Wednesday, August 14, 2013

Some rocks

[Please focus your attention on the lower-left corner.]

For some time now I have been hoping to espy “some rocks,” the mystical triad that appears again and again in Ernie Bushmiller’s Nancy. Scott McCloud explains:

Ernie Bushmiller didn’t draw A tree, A house, A car. Oh, no. Ernie Bushmiller drew THE tree, THE house, THE car. Much has been made of the “three rocks.” Art Spiegelman explains how a drawing of three rocks in a background scene was Ernie’s way of showing us there were some rocks in the background. It was always three. Why? Because two rocks wouldn’t be “some rocks.” Two rocks would be a pair of rocks. And four rocks was unacceptable because four rocks would indicate “some rocks” but it would be one rock more than was necessary to convey the idea of “some rocks.”
Got it?

This past Sunday, Elaine suggested that we go out in search of some rocks. More than that, really: she was determined to find me some rocks. So I drove, and she surveyed. We passed many an individual rock. We passed many groups of four or more rocks, some of those groups in remarkable disarray. We passed the School, where Children strove / At Recess — in the Ring. We passed the Fields of Gazing Grain. We drove to the outskirts of the outskirts of town, to streets and roads that we found years ago by bicycle. And we found some rocks.

[Some rocks.]

When we drove back into town, Elaine spotted another group, in a parking lot of all places. One U-turn and they were ours.

[Some more rocks.]

Bushmiller’s rocks are rounded and clumped, snow-white on a snow-white lawn. These rocks would never have passed muster in a Nancy strip. But they’re more than I ever expected to find.

Thank you, Elaine.


4:03 p.m.: And here at last is the triad that was just down the street, right under our noses all along, as neat a bunch of rocks as you’d ever want to see:

[Still more rocks.]

And here is the instigator of the quest:

[Elaine Fine, wearing a hat and surrounded by vines.]

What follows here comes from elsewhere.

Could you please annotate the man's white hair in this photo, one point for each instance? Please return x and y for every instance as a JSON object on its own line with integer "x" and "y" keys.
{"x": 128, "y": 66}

January 31, 2018: “Some rocks” appears to have its origin in the lawn outside Ernie Bushmiller’s house in Stamford, Connecticut. From Paul Karasik and Mark Newgarden’s How to Read “Nancy”: The Elements of Comics in Three Easy Panels (Seattle: Fantagraphics, 2017):
The rambling grounds offered ample foliage and wildlife, and a “one-hole golf course” that the non-golfer routinely ignored. A small grouping of rounded white rocks cropped out from the closely trimmed lawn outside his studio window and became part of his strip’s iconography.
Other posts, other rocks
Zippy : Zippy : Zippy : Zippy : Zippy : Lassie and Zippy : Conversational rocks

[Nancy panel found via Nancy Panels. Zippy cartoonist Bill Griffith often pays homage to Bushmiller’s rocks.]

comments: 7

Elaine Fine said...

. . . and on the way home I spied "some" more just one block away from our street! You never know what treasures you might find in your neighborhood!

That outing will remain one of my favorites.

[For people who don't live in a small midwestern college town that mostly sleeps during the summer, this is an example of the way we have fun.]

Michael Leddy said...

I’ll go get the picture. Cover me.

Michael Leddy said...

Doing my best not to embarrass you. :)

Geo-B said...

What i'm most impressed about this incident is your partner's willingness to instigate/participate in this adventure. (What a pair) Cool! Awesome! Fantastic!

Michael Leddy said...

Yes, she’s all that.

Fresca said...

This is delightful!
I will be on the lookout now for "some rocks".

Michael Leddy said...

It’s funny how the possibility of “some rocks” can become a part of ordinary walking-around attention. So far I haven’t seen any more examples in real life.